A new word for me. And sure enough, there is a long history of Hebrew chronograms used in cornerstones, epitaphs and book dedications. Poetic words, suited for the person or occasion being honored, which also encode the date. It’s what we might now call “metadata.” And so here, my ancestors hid a message in the stone, and a historian knew enough to notice the riddle and send it to me. And I, in turn, was clever or lucky enough to solve it. 

This building, now known as the Ehemälige Synagoge, or “one-time synagogue,” is also lucky. Unlike most European synagogues whose structures and membership were destroyed in the conflagration of the Shoah, this community of Jews dwindled in the natural course of things. Its people left the countryside to seek opportunity in big cities — Stuttgart, Mannheim, Cleveland, Chicago. In 1912, the last Jews of Ehrstädt sold the building and peaceably turned over the keys. It became a feed store for decades, then an accounting office, and in more recent years a community center hosting civic meetings, choir rehearsals and yoga classes. 

It has now been a not-synagogue significantly longer than it was the synagogue it was intended to be. And its dedication stone still announces the circumstances, or at least the year, of its birth, for those who know how to see it. 

Knowing how to see it is a tall order in our time. Those of us who have not lived our lives in immersive Jewish realms do not have ready access to the languages of our people, or to the references, stories and quirky tidbits of custom that would enable an easier (and perhaps more playful) relationship with the particulars of our Jewish past. I have been a student of Jewish lore my whole life, and I missed the chronogram entirely, until someone more removed — not Jewish at all, in fact — posed the question. Only then, once my curiosity had been piqued, were the ancestors able to tap me on the shoulder and say hello.

In the Book of Exodus, Moses sees a bush burning, and it is only after he turns aside to examine this oddity that God speaks to him. His curiosity was an essential condition for the revelation he received. 

We might not be in a position to receive prophecy of biblical proportions, but Exodus recognizes that the uncanny happens to the curious. We don’t need to be experts in gematria or scholars of Psalms to open the lines of communication with our ancestors and with our rich, varied, colorful Jewish past.
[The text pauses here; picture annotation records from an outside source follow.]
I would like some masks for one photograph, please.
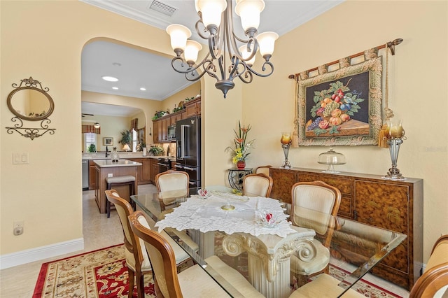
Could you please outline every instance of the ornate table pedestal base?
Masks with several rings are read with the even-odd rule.
[[[283,298],[290,295],[290,258],[297,252],[303,261],[311,261],[316,255],[313,244],[314,231],[304,229],[302,233],[292,233],[286,238],[276,235],[255,236],[247,234],[227,235],[223,248],[236,257],[248,253],[249,282],[267,298]]]

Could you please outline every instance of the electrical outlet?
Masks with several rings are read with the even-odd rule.
[[[15,236],[19,236],[19,235],[22,235],[23,234],[23,228],[24,228],[24,221],[23,220],[20,220],[20,221],[17,221],[17,222],[14,222],[14,227],[13,229],[13,233],[14,234],[14,235]]]

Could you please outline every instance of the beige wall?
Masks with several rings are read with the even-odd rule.
[[[55,101],[50,127],[56,129],[54,135],[33,141],[8,134],[4,129],[0,132],[3,256],[83,237],[79,148],[84,45],[106,37],[164,55],[171,55],[172,50],[164,30],[80,1],[2,1],[0,5],[1,127],[11,125],[6,101],[11,84],[31,76],[50,88]],[[40,34],[26,34],[29,28]],[[29,152],[29,164],[13,165],[15,152]],[[20,236],[13,235],[15,220],[24,221],[24,233]]]
[[[55,101],[51,127],[57,129],[52,136],[34,141],[1,129],[0,254],[4,255],[83,236],[79,115],[81,97],[85,100],[86,95],[81,96],[80,91],[80,54],[85,43],[106,37],[164,55],[172,55],[172,50],[164,30],[80,1],[2,1],[0,5],[1,127],[11,123],[6,102],[11,84],[32,76],[50,88]],[[435,239],[448,234],[447,27],[446,1],[347,1],[282,36],[272,59],[275,70],[271,77],[254,78],[250,85],[237,80],[235,88],[223,99],[214,87],[215,80],[204,76],[201,80],[204,184],[226,183],[226,169],[233,164],[224,150],[232,144],[239,119],[253,126],[249,136],[256,139],[248,166],[281,164],[280,133],[292,129],[294,118],[294,85],[289,74],[402,38],[405,41],[391,59],[390,106],[404,119],[407,136],[399,168],[405,176],[425,180],[426,260]],[[44,34],[45,38],[41,34],[24,37],[29,28]],[[121,99],[113,100],[115,104],[122,104]],[[141,108],[146,123],[153,115],[146,111],[158,108],[161,106]],[[296,166],[319,168],[317,157],[328,149],[293,149],[290,161]],[[335,149],[347,157],[347,164],[340,166],[343,171],[384,174],[390,166],[384,149]],[[11,155],[18,152],[29,152],[29,164],[11,164]],[[20,220],[24,220],[25,232],[14,236],[13,222]]]
[[[294,82],[288,76],[403,38],[389,59],[389,107],[395,119],[404,120],[407,138],[398,168],[405,176],[424,180],[425,261],[437,238],[448,234],[447,3],[344,2],[279,38],[272,59],[274,73],[243,89],[243,113],[256,138],[248,166],[278,166],[284,159],[281,132],[293,128]],[[328,150],[293,148],[289,159],[294,166],[324,169],[316,162]],[[391,166],[387,149],[335,150],[347,160],[337,166],[341,171],[384,175]]]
But we do need to be curious. 

The more we follow our questions and the more our imaginations are stoked, the greater the field of contact we have between past and present. The more our eyes are open, the more we see. The more we wonder about connections, the more connections reveal themselves. Being curious is not in itself a method, but a stance from which we can better breathe the breadth of our past and be part of the fullness that still lives on, even in hidden ways.

No promises as to what your results will be. But this is the gate. May the righteous — and the curious! — enter through it.